4. Fixed price sale:
Many online retail businesses use one of three popular strategies to set product prices: cost-based, competitor-based, and value-based.

Cost-based pricing or, as it is sometimes called, cost-plus pricing may be the most popular pricing model in the retail industry. Its greatest advantage is simplicity. It permits a store, be it brick-and-mortar or online, to set prices without significant customer or market research and ensure a minimum return on each product sold.
Cost-based pricing strategies hedge a retail ecommerce business against losses, but can sometimes leave profit behind. First, it is possible that your customer would have been happy to pay more for the product, which would have earned additional profit on each sale. Second, it is just as likely that your price could be too high, and you sell many fewer units of the product, resulting in less profit.
Competitor-based Ecommerce Pricing
With a competitor-based pricing strategy, you simply monitor what your direct competitors are charging for a particular product, and set your price relative to theirs.

This retail pricing model works when you sell identical products as your competitors and have no differentiators. In effect, you’re assuming that your competition has done some research or has some experience or is at least visible enough in the marketplace that their pricing must be matched.

You might set your store’s price for a particular product relative to your competitor’s price for that same product.

Unfortunately, this pricing strategy can lead to pricing competition and what some call a race to the bottom.
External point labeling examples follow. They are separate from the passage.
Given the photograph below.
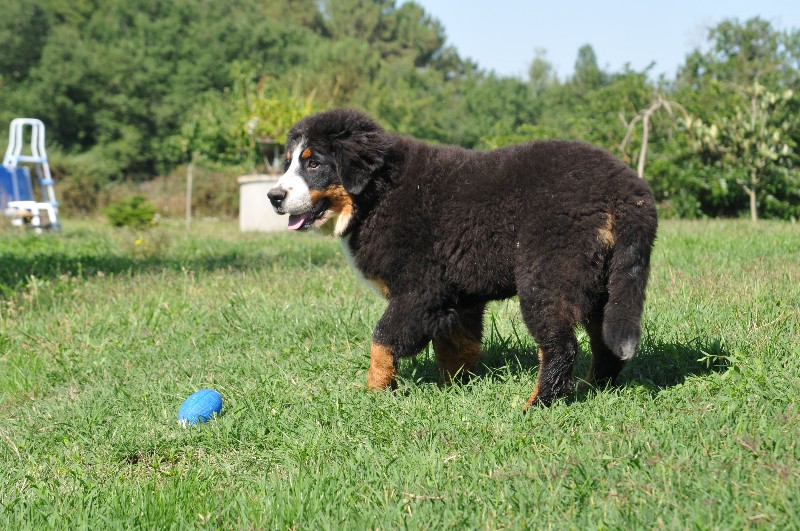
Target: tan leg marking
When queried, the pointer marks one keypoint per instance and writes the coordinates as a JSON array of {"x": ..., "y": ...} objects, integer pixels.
[
  {"x": 535, "y": 394},
  {"x": 606, "y": 233},
  {"x": 457, "y": 354},
  {"x": 382, "y": 369}
]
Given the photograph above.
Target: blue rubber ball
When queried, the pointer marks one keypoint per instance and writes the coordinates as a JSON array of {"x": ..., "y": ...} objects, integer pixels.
[{"x": 200, "y": 407}]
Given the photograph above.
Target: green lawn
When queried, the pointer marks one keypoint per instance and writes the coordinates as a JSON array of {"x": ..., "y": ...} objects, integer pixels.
[{"x": 104, "y": 333}]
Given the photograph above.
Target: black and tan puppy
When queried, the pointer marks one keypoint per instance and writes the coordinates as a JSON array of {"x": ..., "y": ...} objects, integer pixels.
[{"x": 441, "y": 231}]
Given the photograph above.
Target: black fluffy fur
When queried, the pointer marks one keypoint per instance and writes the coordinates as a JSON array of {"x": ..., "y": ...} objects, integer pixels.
[{"x": 564, "y": 225}]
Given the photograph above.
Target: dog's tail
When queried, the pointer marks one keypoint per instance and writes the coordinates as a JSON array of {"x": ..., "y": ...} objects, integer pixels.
[{"x": 634, "y": 229}]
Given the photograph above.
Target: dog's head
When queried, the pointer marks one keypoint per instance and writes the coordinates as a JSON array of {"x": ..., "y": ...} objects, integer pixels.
[{"x": 331, "y": 157}]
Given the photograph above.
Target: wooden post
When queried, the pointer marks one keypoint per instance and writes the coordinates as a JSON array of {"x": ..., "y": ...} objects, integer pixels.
[{"x": 189, "y": 183}]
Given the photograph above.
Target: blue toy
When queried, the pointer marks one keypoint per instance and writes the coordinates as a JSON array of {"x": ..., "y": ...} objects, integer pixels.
[{"x": 200, "y": 407}]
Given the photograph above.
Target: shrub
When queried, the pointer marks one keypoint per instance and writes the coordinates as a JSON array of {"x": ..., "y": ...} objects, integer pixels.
[{"x": 136, "y": 211}]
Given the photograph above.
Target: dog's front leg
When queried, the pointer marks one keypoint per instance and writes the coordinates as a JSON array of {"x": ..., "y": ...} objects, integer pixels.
[{"x": 382, "y": 367}]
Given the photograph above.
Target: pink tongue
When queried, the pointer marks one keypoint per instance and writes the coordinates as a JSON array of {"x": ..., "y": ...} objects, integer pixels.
[{"x": 296, "y": 221}]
Imagine that you’re also selling your products on the Amazon Marketplace. You have a product that you normally sell for $299.99 on your own website, so you set your Amazon price at $299.99, expecting the orders to pour in. But they don’t come in as expected. You discover that a competitor is selling the identical product for $289.99, so you lower your price to $279.99. Before long both of you have obliterated your margins and selling the product is hardly worth it.

The warning, then, is to use competitor-based ecommerce pricing carefully. The aim is to maximize your ecommerce store’s profitability.

Value-based Ecommerce Pricing
If you focus on the value you can deliver to a customer, setting prices based on what you perceive a shopper — in the industry segment you serve — will pay for a particular product at a particular time, you have taken the value-based or value-optimized approach to ecommerce pricing.
5. Pure markets:
A pure play is a company that invests its resources in only one line of business. As such, this type of stock has a performance that correlates highly to the performance of the stock's particular industry. For example, many electronic retailers or "e-tailers" are pure plays. All they do is sell one particular type of product over the internet. Therefore, if internet buying declines even slightly, these companies are negatively affected.

6. Barter:

Brater is a method of trade by exchanging one commodity (good and services) for another without using a exchange of medium.

In ancient times, before money invented trade as a whole was based on barter system. This was possible only in a simple economy where the exchange of goods was possible without a medium of exchange but it was confusing and inefficient. But the development of economy, money became as a medium of exchange.